Input data is N points on a curve where the X-axis denotes percentage volume of the reservoir that is filled, from 0 to 100%. With 50 layers, there should be 51 points on this curve, at 0, 2, 4, 6 … 98, 100.

Modelling

Each reservoir contributes a volume sum rule. The water value is the aggregated value for the area the reservoir is in:

\[\begin{split} \\{i \in reservoirs,\ k = timesteps-1,\ n \in \\{0, 1, ..., num\_layers - 1\\}\\}\end{split}\]

The reservoir volume is divided into a number of layers with equal percentage size of the maximum volume, depending on how many points that the system gets from input data. The value ResMax is either the physical max or the tactical max if this limit is set on the reservoir. Additionally, there might be a minimum restriction set on the reservoir.

No restrictions:

\[ \textrm{VolSize(i)} = \textrm{PhysMax(i)} \]

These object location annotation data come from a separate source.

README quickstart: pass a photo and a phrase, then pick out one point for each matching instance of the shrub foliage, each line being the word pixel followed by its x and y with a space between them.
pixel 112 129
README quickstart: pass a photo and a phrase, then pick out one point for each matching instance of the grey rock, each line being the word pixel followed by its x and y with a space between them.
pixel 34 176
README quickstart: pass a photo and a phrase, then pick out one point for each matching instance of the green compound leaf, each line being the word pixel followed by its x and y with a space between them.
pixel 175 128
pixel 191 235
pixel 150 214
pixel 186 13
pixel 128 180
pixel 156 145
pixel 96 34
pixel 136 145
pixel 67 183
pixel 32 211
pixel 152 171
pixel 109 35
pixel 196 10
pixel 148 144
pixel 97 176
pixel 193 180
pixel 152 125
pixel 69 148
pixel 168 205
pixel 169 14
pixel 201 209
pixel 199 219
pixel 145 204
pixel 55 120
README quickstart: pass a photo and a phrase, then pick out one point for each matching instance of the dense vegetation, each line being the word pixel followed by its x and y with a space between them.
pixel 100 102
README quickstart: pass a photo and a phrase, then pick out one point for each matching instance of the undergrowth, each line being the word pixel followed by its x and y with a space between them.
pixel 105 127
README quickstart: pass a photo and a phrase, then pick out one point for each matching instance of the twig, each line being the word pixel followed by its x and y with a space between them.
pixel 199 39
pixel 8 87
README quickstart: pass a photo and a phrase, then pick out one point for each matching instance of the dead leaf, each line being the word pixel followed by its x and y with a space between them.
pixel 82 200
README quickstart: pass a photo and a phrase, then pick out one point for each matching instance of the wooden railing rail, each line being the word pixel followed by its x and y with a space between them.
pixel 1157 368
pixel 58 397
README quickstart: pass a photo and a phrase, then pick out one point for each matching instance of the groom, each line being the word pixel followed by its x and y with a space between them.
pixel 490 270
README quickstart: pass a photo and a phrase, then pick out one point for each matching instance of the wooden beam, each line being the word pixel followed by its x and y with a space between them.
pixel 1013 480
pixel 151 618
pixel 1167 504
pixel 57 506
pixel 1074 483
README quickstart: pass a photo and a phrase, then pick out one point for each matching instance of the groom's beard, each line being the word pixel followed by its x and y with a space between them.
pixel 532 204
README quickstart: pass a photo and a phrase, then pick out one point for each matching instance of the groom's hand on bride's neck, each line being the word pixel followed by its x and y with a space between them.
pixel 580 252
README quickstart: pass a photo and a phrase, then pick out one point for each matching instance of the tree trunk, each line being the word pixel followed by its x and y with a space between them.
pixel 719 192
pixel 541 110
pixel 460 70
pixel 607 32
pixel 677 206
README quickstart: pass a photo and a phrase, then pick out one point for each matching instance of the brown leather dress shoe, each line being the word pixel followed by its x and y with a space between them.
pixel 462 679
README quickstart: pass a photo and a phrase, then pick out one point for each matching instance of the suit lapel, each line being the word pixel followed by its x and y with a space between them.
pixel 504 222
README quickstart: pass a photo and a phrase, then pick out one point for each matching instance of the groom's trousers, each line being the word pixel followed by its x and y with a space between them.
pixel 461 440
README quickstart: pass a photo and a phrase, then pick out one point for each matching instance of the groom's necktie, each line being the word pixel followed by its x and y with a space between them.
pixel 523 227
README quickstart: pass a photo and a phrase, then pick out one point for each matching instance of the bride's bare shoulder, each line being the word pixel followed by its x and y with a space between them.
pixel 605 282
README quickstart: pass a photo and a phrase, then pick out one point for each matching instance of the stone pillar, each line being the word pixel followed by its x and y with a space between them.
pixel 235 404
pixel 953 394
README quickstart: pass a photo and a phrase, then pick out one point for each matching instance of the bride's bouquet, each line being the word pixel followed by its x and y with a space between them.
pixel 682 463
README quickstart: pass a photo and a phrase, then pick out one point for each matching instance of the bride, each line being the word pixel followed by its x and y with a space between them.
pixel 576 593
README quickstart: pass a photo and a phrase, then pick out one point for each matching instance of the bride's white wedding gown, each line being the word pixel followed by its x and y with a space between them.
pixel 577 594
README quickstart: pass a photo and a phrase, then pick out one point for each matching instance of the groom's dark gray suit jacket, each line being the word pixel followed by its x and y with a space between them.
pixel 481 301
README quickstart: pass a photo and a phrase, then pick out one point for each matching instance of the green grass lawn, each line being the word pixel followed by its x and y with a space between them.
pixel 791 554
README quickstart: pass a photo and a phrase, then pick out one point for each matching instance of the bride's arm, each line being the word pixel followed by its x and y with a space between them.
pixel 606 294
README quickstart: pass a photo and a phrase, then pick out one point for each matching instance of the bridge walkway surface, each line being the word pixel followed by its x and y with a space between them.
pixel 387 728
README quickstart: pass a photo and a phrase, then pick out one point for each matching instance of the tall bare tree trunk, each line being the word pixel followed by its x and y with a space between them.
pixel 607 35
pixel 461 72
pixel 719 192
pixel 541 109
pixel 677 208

Max reservoir restriction:

\[ \textrm{VolSize(i)} = \textrm{PhysMax(i)} - (\textrm{PhysMax(i)} - \textrm{ResMax(i,k)}) \]

Minimum reservoir restriction:

\[ \textrm{VolSize(i)} = \textrm{PhysMax(i)} - \textrm{ResMin(i,k)} \]

Both:

\[ \textrm{VolSize(i)} = \textrm{PhysMax(i)} - \textrm{ResMin(i,k)} - (\textrm{PhysMax(i)} - \textrm{ResMax(i,k)}) \]

The layer sizes are calculated from the size of the total usable volume divided by the number of layers, in percentages:

\[ 0 \leq res\_layer(i,n) \leq \textrm{VolSize(i)} * \frac{num\_layers}{100.0} \]

\[ \textrm{VOLSUM}(i): res(i,k) = \sum_{n=0}^{layers}res\_layer(i,n) \]

The objective function contains the value of each layer, and ensures that the “lower” layers are used first.

\[ Obj^{min}: C^Tx - \sum_{i}^{reservoirs}\sum_{n=0}^{layers}\textrm{EnergyEquivalent}(i)*\textrm{WaterValue}(n)*res\_layer(i,n) \]

Important: The input data from the loader is in increasing positive value, meaning we need to invert the order and multiply by -1 to have functional values for ngLTM. The first and lowest value is reserved for use if the reservoir has a minimum volume restriction, and discarded if not. The following points will become the cost of the corresponding vol_cost variable, scaled by the global energy equivalent as explained above.

If the reservoir has a minimum volume restriction, the lowest layer value scaled by the enrgy equivalent is added to the objective cost of the res_min variable.

Important: The value itself is not interpolated between layer values.

Note: Target reservoirs do not get an end valuation.